In a world shaken by the credit crisis and nervous about highly leveraged vehicles, it has the lowest permitted gearing in its sub-sector (at 50% loan to value versus 65% for the majority of the peer group). Its portfolio is mostly invested in grade A, premium property, with tenants that can pay their rent and with significant exposure to central London offices, the best performing area of the UK property market in recent times.

The leverage comprises £230 million of bonds with a fixed rate of 5.23% (their properties earn more than this so it is income enhancing). Maturity should occur in June 2015 but, if conditions are not conducive to rolling the debt at this time, they can extend this to 2017 at 0.6% over Libor.

Competitive fees

Its fees are competitive. Reset in October 2010, they are set at 0.5% on net assets (reduced to 0.25% on net cash in excess of 5% of the portfolio). There is a performance fee roughly equivalent to 20% of the excess return above 10% over the IPD index, measured on a rolling three-year basis.

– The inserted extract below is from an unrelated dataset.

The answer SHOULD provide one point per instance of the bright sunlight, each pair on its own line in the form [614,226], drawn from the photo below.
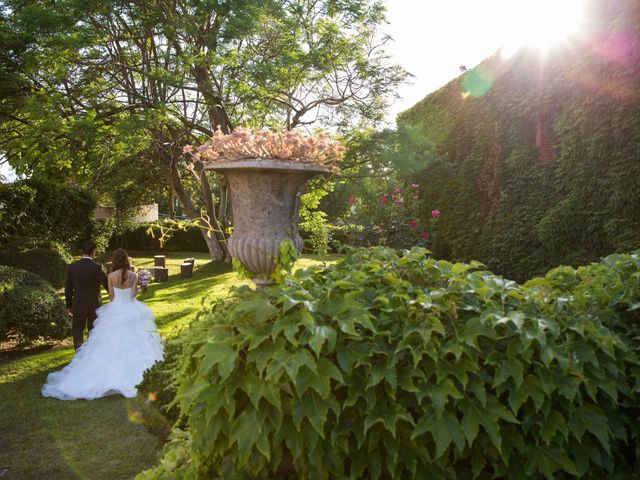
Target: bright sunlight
[542,24]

Fees are capped at 0.6% of assets in any one year. This should mean that fees are a fraction of those charged on competing funds and eliminates the need to invest in more speculative assets to generate the yield.

The fee reset came about after an approach for the company, from Ignis’s UK Commercial Property Trust, was rejected by the F&C Trust’s independent shareholders. At the time, the rejection of the deal came as a great surprise to most observers.

It had been recommended by both boards and a majority of shareholders were in favour. Unfortunately for Ignis, the two largest shareholders in the F&C trust were not independent and could not participate in the vote.